In a majority of marketing-driven companies today, brand managers typically have the final say on their product’s media plan (take a look at the consumer packaged goods industry, for example). Given the far-reaching demands placed on brand managers – from volume forecasting to business reviews – many would agree that a great deal of trust must be placed on media planning agencies to deliver a plan that serves the best interest of the advertiser.
It’s hard for even the savviest of brand managers to keep up with the latest advancements in online video. Just when marketers reach a comfort level with search engine marketing tactics or display strategies, our industry moves on to programmatic buying and cross-device targeting. To that end, here are six questions every brand manager should consider when evaluating his/her online video media plan:
1. Have you established specific goals and metrics so you can clearly evaluate success for your online video campaign? Marketing attribution models have brought attention to the fact that different media vehicles have varying roles in driving value for the advertiser. The sight, sound, and motion of TV and video deliver an unparalleled branding experience for consumers, and as a result, these tools remain at the top of the purchase decision funnel. Brand managers should determine ahead of a campaign’s launch which metrics and goals best define success for a brand-building medium such as online video.
2. Do you have full transparency into where your online video campaign is running? With a heightened awareness of brand safety issues, brand advertisers must expect their video solution provider to deliver, at minimum, site-level reporting for campaigns. Additional concerns about video viewability, impression fraud and netbot traffic underline the importance of full site transparency even further.
3. Are you buying on an impression-by-impression basis? Real-time bidding (RTB) inventory for video has exploded, and advertisers benefit from the ability to make real-time advertising decisions by impression, depending on the viewer’s behavioral or demographic characteristics. Layer in the capability of dynamically adjusting the price you’re willing to pay depending on the audience and ad placement’s characteristics, and you understand the benefits of programmatic buying!
4. Are you fully leveraging the targeting capabilities of online video? Managing waste in video delivery is essential to fully leverage every dollar in your budget. Using first- or third-party data segments to effectively target your campaign to desired viewers is the first step. Measuring what percent of your campaign delivered to your target is the second.
5. Are you modifying your video assets to take complete advantage of online video’s unique capabilities? Suffice it to say, online video is not TV. Running your TV spot online may be an easy solution, but it’s not necessarily the right one to maximize brand awareness.

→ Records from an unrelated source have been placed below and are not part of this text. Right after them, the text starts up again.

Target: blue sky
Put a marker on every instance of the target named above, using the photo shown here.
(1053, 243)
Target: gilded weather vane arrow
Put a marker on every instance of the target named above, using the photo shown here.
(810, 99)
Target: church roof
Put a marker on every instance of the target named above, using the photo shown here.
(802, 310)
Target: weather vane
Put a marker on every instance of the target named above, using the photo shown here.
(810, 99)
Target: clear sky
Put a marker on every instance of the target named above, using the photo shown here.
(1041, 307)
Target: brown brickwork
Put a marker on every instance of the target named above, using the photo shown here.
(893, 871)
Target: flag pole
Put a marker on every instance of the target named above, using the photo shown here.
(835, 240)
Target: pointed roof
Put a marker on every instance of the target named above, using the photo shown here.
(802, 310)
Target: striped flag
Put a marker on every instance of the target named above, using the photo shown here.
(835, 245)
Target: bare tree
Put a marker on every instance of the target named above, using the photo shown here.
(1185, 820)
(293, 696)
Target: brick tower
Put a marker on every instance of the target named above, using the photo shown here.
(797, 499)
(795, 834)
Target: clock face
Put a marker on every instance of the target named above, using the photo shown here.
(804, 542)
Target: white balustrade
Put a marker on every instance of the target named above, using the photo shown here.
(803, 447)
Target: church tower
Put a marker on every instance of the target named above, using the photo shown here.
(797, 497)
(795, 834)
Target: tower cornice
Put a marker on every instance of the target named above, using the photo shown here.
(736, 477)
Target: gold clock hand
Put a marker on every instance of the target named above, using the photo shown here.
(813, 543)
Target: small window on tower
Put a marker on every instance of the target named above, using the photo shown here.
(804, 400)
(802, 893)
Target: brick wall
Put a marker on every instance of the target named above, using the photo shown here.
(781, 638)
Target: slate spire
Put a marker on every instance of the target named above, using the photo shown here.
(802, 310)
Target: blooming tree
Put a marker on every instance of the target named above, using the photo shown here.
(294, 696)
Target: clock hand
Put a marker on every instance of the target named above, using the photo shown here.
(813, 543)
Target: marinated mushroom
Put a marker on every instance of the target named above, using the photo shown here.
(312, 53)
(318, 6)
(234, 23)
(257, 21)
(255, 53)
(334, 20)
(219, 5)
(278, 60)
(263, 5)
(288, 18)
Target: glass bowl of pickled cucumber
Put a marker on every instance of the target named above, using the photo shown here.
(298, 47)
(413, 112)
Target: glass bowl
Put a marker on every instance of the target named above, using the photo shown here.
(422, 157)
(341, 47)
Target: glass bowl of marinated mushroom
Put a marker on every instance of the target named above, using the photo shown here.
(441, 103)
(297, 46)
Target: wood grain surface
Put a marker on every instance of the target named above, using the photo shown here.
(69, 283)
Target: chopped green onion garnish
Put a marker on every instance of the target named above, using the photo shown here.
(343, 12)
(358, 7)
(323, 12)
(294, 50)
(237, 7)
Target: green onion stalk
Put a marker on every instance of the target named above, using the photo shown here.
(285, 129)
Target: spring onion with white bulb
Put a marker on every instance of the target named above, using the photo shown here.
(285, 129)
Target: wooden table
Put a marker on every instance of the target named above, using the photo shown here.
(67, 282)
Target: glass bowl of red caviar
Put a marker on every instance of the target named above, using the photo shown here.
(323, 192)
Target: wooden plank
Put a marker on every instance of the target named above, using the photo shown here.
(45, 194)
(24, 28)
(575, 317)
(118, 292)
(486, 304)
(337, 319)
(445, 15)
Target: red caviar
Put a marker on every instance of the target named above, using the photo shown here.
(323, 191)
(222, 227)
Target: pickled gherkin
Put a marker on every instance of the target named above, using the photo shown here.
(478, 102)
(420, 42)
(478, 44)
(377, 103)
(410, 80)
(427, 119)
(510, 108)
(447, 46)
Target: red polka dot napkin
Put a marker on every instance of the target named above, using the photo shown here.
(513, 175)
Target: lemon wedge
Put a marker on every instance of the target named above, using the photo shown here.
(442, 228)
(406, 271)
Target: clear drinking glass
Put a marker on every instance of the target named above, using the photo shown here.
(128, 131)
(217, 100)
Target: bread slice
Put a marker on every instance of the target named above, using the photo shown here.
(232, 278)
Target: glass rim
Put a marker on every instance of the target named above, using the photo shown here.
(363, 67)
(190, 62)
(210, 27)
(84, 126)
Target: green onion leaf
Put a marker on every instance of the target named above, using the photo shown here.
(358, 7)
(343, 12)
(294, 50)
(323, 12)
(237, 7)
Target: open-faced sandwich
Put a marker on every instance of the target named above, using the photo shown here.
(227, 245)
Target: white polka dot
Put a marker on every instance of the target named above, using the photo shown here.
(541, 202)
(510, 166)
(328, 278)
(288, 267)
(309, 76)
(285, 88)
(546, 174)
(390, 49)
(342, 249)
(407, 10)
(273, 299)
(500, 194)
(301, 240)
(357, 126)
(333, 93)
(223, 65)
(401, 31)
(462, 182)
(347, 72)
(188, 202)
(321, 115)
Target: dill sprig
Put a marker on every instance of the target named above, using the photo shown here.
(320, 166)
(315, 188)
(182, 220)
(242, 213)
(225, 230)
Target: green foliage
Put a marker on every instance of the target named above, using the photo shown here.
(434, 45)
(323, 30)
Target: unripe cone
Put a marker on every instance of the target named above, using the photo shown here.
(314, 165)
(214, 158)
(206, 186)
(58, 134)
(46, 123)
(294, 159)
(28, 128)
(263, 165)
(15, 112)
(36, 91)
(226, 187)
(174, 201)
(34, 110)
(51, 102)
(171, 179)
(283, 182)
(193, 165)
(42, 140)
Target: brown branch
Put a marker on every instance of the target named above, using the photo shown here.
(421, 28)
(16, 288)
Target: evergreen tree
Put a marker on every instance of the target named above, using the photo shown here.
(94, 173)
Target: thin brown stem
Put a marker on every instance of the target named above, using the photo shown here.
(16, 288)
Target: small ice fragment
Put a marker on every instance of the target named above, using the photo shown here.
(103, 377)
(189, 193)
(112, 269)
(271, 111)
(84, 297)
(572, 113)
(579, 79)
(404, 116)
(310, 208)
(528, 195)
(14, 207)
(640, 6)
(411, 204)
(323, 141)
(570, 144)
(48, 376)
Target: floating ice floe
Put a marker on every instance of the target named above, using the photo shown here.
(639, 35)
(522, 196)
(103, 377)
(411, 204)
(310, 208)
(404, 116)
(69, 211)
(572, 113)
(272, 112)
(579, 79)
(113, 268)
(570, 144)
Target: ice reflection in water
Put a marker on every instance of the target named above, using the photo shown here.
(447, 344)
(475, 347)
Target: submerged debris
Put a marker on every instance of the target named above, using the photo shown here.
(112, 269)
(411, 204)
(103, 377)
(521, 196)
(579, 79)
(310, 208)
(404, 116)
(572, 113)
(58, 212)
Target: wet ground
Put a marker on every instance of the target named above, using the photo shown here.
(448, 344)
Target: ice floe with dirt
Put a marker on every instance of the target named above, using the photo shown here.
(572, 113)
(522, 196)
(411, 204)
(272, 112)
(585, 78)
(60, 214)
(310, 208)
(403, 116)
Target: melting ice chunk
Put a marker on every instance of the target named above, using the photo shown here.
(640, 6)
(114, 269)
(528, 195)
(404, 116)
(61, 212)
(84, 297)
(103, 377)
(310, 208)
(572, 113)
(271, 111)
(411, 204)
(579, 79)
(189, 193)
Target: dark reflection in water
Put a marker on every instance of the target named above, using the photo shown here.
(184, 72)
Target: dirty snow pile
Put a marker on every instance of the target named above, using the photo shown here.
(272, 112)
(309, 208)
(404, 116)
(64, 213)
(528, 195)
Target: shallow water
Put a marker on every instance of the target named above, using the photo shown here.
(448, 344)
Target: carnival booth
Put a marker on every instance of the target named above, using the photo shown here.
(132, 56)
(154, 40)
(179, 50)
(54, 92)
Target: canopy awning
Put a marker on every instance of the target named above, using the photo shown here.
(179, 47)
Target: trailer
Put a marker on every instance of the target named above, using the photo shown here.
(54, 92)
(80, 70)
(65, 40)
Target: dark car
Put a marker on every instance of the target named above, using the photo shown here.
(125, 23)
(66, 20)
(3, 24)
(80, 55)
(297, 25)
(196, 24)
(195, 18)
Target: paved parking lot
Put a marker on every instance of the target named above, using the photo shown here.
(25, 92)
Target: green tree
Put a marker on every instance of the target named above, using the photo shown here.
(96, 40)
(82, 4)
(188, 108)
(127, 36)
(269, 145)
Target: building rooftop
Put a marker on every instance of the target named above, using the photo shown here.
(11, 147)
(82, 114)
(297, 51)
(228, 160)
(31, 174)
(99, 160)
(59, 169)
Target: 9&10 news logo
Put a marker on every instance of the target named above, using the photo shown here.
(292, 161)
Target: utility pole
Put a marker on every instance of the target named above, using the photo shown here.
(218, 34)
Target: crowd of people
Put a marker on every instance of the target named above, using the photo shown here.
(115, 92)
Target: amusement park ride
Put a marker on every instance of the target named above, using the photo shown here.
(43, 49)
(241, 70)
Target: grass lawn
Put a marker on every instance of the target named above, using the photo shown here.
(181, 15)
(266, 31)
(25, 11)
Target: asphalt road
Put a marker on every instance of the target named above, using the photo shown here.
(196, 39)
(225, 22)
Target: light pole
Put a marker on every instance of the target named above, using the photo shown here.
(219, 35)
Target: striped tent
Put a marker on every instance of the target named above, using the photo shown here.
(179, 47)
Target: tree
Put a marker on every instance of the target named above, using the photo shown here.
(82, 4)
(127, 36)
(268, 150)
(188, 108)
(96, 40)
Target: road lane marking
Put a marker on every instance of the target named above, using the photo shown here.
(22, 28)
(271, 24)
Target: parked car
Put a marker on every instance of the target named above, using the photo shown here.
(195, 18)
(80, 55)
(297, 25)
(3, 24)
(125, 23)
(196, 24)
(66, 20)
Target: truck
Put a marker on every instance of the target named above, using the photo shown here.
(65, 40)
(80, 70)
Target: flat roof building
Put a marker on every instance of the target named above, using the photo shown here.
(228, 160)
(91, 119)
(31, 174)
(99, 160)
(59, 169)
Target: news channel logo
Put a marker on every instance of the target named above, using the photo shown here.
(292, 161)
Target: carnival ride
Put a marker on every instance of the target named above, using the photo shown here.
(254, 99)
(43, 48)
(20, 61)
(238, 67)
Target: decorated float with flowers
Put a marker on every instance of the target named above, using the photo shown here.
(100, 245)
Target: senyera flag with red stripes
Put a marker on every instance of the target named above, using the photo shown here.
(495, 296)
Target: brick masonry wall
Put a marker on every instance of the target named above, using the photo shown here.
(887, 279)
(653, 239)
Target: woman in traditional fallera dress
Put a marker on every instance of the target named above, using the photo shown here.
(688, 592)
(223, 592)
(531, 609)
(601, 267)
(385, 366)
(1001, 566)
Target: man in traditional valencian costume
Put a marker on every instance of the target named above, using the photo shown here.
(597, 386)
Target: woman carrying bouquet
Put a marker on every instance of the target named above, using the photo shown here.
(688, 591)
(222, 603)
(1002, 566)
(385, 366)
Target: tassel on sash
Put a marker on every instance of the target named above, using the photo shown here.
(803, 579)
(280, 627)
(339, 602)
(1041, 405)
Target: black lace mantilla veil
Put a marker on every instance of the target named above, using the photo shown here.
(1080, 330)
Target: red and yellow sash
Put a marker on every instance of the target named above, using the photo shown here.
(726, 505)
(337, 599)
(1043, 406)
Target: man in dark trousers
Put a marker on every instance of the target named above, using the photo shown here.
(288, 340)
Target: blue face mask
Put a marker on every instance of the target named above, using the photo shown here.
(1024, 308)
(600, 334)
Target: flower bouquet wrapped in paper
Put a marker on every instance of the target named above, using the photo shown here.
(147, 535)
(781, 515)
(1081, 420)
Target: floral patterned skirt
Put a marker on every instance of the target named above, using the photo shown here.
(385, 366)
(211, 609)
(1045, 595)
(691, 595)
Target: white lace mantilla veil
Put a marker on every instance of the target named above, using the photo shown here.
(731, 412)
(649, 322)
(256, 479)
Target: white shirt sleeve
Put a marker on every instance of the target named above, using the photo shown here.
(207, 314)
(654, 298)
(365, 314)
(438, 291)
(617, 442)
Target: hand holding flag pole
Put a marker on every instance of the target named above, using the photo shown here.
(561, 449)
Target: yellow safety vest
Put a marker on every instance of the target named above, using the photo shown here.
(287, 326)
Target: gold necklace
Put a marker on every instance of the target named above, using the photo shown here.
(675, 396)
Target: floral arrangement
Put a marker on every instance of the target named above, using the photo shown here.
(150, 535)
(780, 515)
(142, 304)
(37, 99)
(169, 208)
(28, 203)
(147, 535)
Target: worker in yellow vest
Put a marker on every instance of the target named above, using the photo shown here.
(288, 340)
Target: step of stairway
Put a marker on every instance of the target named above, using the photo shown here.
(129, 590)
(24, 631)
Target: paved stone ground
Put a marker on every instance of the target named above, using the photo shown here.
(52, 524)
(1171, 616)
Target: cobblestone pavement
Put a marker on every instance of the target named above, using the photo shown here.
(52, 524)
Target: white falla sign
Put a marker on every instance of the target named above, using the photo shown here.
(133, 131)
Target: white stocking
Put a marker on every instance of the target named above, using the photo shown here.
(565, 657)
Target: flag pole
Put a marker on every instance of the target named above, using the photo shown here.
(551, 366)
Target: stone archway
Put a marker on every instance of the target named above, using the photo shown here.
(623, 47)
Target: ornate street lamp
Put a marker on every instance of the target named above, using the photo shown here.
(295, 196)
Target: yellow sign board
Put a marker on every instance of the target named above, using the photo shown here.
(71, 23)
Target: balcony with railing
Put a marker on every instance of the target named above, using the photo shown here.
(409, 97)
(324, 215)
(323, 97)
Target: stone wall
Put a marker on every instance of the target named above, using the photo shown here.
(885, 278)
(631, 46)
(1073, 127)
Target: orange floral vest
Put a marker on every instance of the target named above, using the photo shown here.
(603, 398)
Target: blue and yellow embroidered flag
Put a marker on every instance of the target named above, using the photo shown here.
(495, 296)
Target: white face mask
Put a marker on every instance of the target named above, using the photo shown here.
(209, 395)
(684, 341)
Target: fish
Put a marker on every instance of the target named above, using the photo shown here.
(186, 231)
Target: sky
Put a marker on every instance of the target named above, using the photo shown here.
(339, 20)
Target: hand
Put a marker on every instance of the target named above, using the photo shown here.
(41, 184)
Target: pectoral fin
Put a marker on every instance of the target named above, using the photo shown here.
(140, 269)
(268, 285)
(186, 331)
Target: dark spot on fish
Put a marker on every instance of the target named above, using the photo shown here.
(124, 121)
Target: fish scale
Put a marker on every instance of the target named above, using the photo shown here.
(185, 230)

For example, adapting video assets to communicate your brand message within the first five seconds can lead to free media value if you leverage skippable video ad inventory.
6. Are you consolidating your online video campaign spend? Fragmenting video budgets across multiple sellers can lead to audience duplication, disjointed inventory buying, and splintered reporting. Imagine setting a daily frequency cap of three impressions per targeted unique among 10 different vendors on your plan – you could potentially deliver 30 impressions to the same viewer per day! Focusing your spend within a single software platform allows for more efficient reach while limiting wasted impressions.
This is by no means an exhaustive list of questions that can help brand managers (and agency planners) best evaluate their online video media plans. But it is a great start in opening up a larger, more strategic dialogue within your company as you consider transitioning more dollars into the online video space.
by Tom Yu
Tom Yu is director of product marketing at BrightRoll.